All black clothing makes it more difficult for our models to capture your body positions. Similar to any other video-based computer vision model, the algorithm works by looking at edges, contours, and colors in the image (for an example of how these algorithms work, you can check out this article outlining how these algorithms may learn to recognize a bird). Since edges and contours appear as distinct lines in images, if you’re wearing all black clothing it becomes much more difficult for the algorithm to detect these lines and contours that are used to identify the joints in our models.
Ensure other people aren’t in the video recording
When other people are in the video recording, it’s possible that the model gets confused when it sees keypoints on other individuals.
Try a test-viewing during some warm ups to ensure there is minimal occlusion during key points of the activity (e.g., if you can’t see someone’s arm for most of the trial, it will be hard for our models to also see it).
As with any other motion capture system collecting accurate 3D data, our system works best if two cameras can see each “point” it’s trying to capture. Although this may be impossible for tasks with a lot of rotation (such as a pitch), ensuring that key joints and segments are in view of both cameras during important moments of the trial (e.g., at pitch initiation up to ball release) will maximize the likelihood that the data you collect is of high quality.
If possible, set up a plain background in the video.
Although this isn’t necessary for high quality data, limited objects in the background reduce the likelihood of any errors in the motion tracking.

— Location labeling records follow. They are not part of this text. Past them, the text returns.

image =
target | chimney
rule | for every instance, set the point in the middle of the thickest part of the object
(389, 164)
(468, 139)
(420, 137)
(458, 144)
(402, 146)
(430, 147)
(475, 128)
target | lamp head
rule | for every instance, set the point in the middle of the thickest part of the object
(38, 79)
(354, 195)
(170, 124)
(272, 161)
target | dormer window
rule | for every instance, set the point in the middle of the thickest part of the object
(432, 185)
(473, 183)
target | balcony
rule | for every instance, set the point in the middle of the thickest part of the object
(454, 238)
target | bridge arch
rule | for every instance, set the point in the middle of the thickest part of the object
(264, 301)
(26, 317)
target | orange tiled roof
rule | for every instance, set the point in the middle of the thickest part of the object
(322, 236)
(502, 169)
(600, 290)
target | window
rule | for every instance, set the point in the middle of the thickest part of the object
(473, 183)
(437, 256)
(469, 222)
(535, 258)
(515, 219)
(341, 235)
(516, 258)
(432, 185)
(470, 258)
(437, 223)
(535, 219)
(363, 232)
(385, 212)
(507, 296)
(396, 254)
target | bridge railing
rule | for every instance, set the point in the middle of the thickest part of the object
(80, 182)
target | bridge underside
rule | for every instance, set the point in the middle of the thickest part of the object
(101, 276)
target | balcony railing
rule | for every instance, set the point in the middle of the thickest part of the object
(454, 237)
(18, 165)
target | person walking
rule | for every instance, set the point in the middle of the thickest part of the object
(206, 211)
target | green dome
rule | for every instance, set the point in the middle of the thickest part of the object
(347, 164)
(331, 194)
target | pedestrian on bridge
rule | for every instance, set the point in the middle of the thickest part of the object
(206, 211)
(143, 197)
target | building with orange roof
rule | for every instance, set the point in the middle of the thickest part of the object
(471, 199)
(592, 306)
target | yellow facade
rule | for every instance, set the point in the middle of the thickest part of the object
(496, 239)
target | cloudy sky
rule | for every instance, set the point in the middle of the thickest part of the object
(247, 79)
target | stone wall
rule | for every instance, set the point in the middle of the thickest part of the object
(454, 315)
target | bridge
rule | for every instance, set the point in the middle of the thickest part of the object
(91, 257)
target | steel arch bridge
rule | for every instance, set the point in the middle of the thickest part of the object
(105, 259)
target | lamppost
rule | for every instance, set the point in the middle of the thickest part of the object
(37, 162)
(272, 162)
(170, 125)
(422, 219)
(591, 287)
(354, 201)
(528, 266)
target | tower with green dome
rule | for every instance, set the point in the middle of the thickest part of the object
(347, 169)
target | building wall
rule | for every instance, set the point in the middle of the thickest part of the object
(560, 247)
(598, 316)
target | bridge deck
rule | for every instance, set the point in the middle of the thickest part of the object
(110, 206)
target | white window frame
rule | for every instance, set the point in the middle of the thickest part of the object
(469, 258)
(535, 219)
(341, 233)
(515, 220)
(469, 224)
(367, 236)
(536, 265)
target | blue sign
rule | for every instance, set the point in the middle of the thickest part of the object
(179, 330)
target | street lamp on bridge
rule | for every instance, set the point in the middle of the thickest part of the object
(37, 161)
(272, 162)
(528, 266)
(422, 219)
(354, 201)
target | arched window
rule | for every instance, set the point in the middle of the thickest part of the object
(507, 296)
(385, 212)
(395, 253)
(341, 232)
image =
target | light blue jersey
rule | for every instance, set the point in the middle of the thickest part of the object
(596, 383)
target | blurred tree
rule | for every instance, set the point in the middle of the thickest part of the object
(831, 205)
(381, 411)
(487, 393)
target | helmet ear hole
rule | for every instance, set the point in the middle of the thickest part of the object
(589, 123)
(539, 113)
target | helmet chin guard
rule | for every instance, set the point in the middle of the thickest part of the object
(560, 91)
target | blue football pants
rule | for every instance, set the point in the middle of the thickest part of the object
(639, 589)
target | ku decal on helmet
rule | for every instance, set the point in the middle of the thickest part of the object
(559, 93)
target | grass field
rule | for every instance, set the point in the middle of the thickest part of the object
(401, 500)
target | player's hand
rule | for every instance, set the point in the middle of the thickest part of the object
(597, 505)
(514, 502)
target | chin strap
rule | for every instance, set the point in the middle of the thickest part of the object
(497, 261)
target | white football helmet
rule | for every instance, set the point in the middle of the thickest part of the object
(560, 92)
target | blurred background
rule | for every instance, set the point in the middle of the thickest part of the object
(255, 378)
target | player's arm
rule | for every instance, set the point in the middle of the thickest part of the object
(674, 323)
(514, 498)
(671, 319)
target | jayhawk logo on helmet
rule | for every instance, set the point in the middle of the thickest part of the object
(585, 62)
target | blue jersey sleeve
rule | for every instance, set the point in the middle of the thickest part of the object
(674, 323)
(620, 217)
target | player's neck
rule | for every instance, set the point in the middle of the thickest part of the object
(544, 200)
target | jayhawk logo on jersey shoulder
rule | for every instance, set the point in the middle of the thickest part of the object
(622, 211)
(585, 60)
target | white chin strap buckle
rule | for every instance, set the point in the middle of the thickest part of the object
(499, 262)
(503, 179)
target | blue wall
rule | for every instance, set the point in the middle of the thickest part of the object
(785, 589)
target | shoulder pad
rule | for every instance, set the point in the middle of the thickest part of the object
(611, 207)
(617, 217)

If you must deviate from our recommended camera setups, ensure that the cameras are still at 90deg angles, they are at the specified distance from one another, and that body parts are visible for as long as possible during a trial. Understandably, it may not always be possible to set up the cameras with our recommended configurations. So long as the principles above are adhered to, you should still be able to collect accurate data.
Putting Biomechanical Data Quality in Context
Even if you follow our recommended camera setups perfectly and have gone through all the steps above to ensure high quality data, it is still possible that some data may be omitted from your report. This is because we implement quality assurance processes on our motion data before putting them into reports.
Unfortunately, the reality of collecting biomechanical data is that sometimes it is messy and the data doesn’t meet the stringent requirements we require when trying to deliver actionable insights. Omission of data due to quality issues is something that even happens in published research studies where teams of watchful graduate students and professors use 8+ cameras (each of which may cost upwards of $20K) in relatively controlled settings. You’ll often see in the results sections of research papers that “X number of participants” or “Y number of trials” were excluded from the analysis due to data quality issues. Therefore, it’s almost inevitable that, at some point, trials will be omitted from a report you receive due to data quality issues.
Despite the messiness that sometimes exists when collecting biomechanical data, we understand it can be frustrating to have missing data. Therefore, we are constantly refining our models and algorithms to ensure that we reliably yield high-quality data that meets our stringent quality assurance processes.